Today, candidates need to consider if absentee votes (which are still on paper and are filled out by the voter at home), or election day votes are more important. If absentee votes are more important, the candidate will likely choose to leave his or her name as long as possible. Take my name, for example. I may use "Alexandria A. ‘Alex' Coronado" if I believe absentee votes are more important.
However, if I believe election day votes are more important, then I would leave my name "Alexandria Coronado" because the lengthened name will have a smaller font size on the electronic ballot in order to fit on one line. Smaller font size means some voters might not be able to see my name on election day. Therefore, I might lose votes.
The second consideration is the occupation designation. Not every state allows candidates to have this, but California does, and it is a very important consideration. Each candidate gets three words, unless the candidate already holds an appointed or elective office. In that case, the candidate may choose to use proper title of the elective office, or the word "Incumbent."
For instance, "Governing Board Member, Anaheim Union High School District," is the proper title for someone who currently holds that office. It is most advantageous to use the title of an elective office, and is probably the best choice. Why? Because it creates space on the ballot. Remember the strategy on the length of the name? The occupation designation allows officeholders to "cheat," if you will, by using more than three words. This is one reason why challengers have a hard time beating incumbents for local offices.
The word "Incumbent" deserves special consideration. Personally, I never recommend using "Incumbent" as an occupation designation. This year particularly, there is a great sense of anti-incumbency, and I would not recommend any elected official use this word as their occupation designation, although some school board candidates did.
Now, let's say you are not an appointed or elected official. You still get three words. But which words do you choose? Your choices are much more difficult.
Let's say you are the father of two children in the school district, you served as President of the Football Boosters at the local high school, and you work for Boeing as an aerospace engineer. Your occupation designation allows three words. "Aerospace Engineer" is a pretty good designation, but you get one more word. "Aerospace Engineer / Volunteer" might be alright, but you could consider "Engineer / School Volunteer" as well.
See how it works? It's not so simple once you start thinking about it.
The final, and most important consideration when running for office is the ballot statement. It is the most important part of any candidate's campaign. It states why you are running, your qualifications, and what you want to accomplish if elected. Candidates who do not submit ballot statements are not considered serious contenders and they rarely win.
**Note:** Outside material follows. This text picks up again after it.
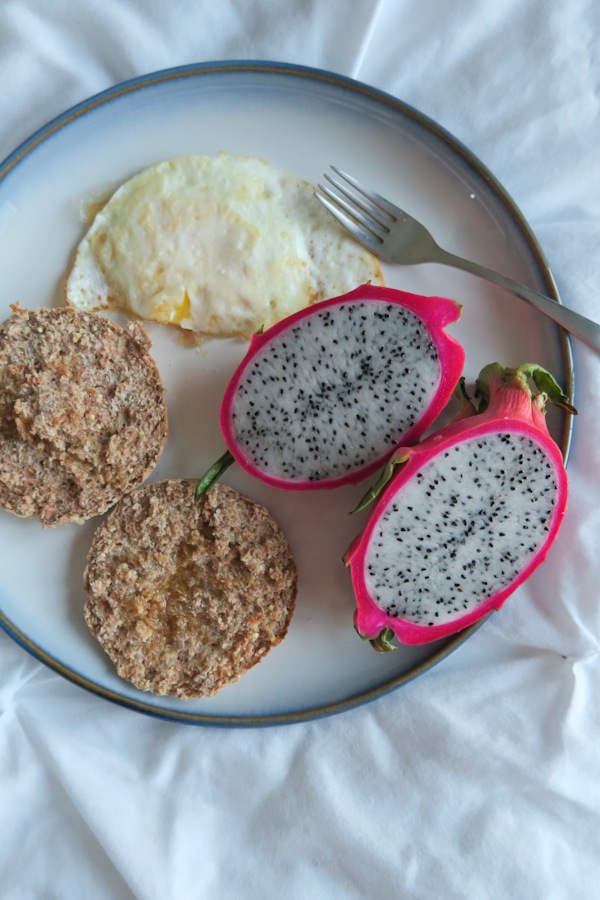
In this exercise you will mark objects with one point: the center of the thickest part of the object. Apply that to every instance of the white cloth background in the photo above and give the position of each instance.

Candidates may choose 200 or 400 words for their ballot statement. Most candidates choose 200 words. Candidates must pay for the ballot statement, and it is not cheap. In the tiny Cypress Elementary School District, candidates who submitted a ballot statement had to pay $764 for 200 words. Larger school districts had to pay more money. The Orange County Board of Education Area 2 ballot statement cost roughly $4,800. But that ballot statement is mailed to every single registered voter's home, even if there are four voters in one household. The ballot statement is worth every penny.
Now, within those 200 words, the candidate must say everything they possibly can about their qualifications, why they are running, and what they want to accomplish if elected. Savvy candidates will ask for your vote within those 200 words. There are rules for writing the ballot statement. For instance, you may not say anything negative about any other candidate. You may not bullet point anything in your statement, and some phrases, such as "Anaheim City School District" count as one word instead of four.
So as we go through and evaluate candidates in the days before November 2nd, we will look at their name, occupation designation, and ballot statements to see if they are viable.
In the meantime, I challenge you, dear reader, to come up with a name, occupation designation, and a 200 word ballot statement following the rules I just laid out. Post it in the comments section, and see what your fellow readers have contributed.
I guarantee you it is not glamorous, but it is truly an art form.